Can Deere Overcome Tariff Impact & Weak Agricultural Sector?

Deere & Company (DE) is expected to be hit hard as China’s latest round of tariffs is aggravating the woes of an already struggling U.S agricultural sector.

The U.S Agriculture industry has been grappling with low commodity prices and sluggish farm incomes over the past few years. Moreover, tariffs imposed by China on U.S. agricultural exports last year dealt a severe blow to the industry as China is the largest export market for U.S. agriculture producers. Per American Farm Bureau, farm bankruptcy filings have gone up 13% in the 12-month period ended June 2019. Further, delinquency rates for commercial agricultural loans are at a six-year high.
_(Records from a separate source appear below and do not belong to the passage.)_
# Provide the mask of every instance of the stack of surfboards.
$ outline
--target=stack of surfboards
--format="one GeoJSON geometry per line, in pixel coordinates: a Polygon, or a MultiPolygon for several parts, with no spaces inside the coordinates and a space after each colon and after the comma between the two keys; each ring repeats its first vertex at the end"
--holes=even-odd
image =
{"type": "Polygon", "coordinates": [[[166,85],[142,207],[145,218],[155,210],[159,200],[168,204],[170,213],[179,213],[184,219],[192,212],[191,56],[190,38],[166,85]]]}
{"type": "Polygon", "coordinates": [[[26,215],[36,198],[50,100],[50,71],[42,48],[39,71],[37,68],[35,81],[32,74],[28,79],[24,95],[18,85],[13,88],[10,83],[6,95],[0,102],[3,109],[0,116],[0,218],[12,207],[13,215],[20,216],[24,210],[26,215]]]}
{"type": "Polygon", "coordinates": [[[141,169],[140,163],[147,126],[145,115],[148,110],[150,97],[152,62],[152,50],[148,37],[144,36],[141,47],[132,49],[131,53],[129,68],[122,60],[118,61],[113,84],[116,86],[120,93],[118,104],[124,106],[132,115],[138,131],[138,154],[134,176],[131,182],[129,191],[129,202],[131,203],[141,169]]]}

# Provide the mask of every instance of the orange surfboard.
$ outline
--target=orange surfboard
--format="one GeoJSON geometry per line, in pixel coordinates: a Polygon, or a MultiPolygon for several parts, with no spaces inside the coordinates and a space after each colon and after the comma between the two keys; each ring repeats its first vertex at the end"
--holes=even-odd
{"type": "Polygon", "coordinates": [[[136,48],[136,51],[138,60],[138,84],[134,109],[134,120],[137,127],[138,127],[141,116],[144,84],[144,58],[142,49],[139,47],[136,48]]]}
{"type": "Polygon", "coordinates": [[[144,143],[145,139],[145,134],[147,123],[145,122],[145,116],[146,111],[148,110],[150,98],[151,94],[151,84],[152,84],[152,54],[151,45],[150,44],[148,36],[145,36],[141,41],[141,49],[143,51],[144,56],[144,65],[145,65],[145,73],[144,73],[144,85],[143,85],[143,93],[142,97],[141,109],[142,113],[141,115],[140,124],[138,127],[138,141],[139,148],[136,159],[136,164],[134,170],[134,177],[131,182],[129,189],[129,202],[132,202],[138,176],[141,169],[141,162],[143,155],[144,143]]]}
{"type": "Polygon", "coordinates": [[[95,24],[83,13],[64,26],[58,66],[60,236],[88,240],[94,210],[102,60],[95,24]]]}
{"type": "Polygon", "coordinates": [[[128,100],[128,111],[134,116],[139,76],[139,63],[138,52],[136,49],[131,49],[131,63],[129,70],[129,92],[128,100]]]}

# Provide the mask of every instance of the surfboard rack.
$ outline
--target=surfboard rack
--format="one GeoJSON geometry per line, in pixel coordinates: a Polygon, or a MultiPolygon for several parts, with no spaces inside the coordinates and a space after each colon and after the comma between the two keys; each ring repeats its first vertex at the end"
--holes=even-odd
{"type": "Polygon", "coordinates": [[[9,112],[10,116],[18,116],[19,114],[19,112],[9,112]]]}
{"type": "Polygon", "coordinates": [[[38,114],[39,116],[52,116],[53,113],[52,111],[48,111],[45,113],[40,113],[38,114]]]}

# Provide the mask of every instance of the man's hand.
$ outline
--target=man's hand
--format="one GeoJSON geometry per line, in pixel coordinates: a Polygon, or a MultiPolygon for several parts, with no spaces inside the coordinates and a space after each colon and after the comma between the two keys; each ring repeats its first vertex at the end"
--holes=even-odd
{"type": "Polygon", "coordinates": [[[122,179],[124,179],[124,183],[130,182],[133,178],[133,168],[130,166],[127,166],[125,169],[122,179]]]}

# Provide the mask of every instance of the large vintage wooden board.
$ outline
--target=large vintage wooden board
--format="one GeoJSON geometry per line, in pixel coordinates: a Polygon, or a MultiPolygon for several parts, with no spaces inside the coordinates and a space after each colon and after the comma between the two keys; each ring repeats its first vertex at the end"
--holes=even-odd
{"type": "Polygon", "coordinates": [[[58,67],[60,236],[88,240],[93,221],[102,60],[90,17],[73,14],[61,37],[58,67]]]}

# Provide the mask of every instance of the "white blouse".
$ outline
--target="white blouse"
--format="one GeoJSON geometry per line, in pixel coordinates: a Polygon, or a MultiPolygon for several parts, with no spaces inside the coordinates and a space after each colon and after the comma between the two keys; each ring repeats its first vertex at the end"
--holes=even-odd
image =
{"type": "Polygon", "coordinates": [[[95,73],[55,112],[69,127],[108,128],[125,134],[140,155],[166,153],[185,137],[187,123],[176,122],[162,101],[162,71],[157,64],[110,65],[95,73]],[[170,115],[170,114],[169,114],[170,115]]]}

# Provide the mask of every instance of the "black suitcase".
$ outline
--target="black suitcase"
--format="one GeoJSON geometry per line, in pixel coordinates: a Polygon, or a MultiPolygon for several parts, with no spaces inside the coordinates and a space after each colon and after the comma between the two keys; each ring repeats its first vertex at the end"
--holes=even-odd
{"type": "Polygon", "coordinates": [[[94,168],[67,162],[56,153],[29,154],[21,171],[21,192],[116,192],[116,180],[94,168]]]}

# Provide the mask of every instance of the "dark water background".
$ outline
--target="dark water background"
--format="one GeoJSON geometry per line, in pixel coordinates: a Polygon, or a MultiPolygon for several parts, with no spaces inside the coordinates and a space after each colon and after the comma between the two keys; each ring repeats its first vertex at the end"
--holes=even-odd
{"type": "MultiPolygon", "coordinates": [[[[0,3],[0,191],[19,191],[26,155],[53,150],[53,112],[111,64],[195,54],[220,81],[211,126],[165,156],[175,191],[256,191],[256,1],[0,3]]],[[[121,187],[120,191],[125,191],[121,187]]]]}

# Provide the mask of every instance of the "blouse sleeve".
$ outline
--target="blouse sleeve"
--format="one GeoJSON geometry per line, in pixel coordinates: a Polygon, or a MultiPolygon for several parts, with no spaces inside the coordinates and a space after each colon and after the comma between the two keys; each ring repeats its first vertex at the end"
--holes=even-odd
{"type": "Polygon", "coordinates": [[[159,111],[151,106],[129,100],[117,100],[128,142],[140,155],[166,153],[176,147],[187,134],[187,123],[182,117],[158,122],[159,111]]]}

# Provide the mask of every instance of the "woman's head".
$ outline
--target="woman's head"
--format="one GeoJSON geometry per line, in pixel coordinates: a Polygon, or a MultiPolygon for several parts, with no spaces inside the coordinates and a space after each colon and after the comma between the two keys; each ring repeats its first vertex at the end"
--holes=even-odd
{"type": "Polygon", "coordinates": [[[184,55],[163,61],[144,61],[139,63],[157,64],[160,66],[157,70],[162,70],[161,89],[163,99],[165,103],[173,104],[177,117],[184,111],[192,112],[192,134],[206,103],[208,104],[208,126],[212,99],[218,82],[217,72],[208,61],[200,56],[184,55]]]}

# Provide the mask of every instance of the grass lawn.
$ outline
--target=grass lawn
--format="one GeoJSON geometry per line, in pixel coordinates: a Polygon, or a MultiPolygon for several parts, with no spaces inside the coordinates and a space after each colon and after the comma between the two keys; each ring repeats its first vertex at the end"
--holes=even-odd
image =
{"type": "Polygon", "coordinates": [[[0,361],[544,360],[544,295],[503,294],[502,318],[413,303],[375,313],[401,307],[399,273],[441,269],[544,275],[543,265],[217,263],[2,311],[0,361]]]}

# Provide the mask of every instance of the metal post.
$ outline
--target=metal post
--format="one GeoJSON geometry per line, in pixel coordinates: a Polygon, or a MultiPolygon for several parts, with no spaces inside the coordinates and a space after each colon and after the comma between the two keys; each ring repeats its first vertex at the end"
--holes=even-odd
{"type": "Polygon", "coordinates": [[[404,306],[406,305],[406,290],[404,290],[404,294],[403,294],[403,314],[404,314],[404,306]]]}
Farmers have thus been more cautious about spending on farm equipment, which in turn put pressure on Deere’s top line. China’s recent announcement to hike tariffs between 5% and 10% on U.S. goods worth $75 billion including agricultural products, in two stages on Sep 1 and Dec 15, 2019, thus raises a red flag for Deere’s customers.

Apart from the impact of weak farm equipment spending on Deere’s top line, its margins continue to bear the brunt of higher raw material costs on account of the implementation of tariffs.

During third-quarter fiscal 2019 conference call, Deere, one of the major names in the Manufacturing - Farm Equipment industry, lowered its expectation for net income for fiscal 2019 to about $3.2 billion from the prior $3.3 billion citing the ongoing trade war and a weak agricultural sector. For the Agriculture & Turf segment, Deere anticipates industry sales of agricultural equipment in the United States and Canada to be flat in fiscal 2019 compared with the prior fiscal year. The segment’s overall fiscal 2019 sales are expected to be up 2% year over year.

So far this year, shares of Deere have gained 3.9%, underperforming its industry’s growth of 4.5%.

Silver Lining

However, it’s too early to write off Deere as we believe strong results from the Construction & Forestry segment will help negate the impact of a weak agricultural sector and tariffs. Notably, in the first three quarters of fiscal 2019, the segment’s sales improved 11% and operating profit improved 66% from the prior-year comparable period. This was aided by the Wirtgen acquisition, higher shipment volume and price realization, somewhat offset by unfavorable foreign exchange.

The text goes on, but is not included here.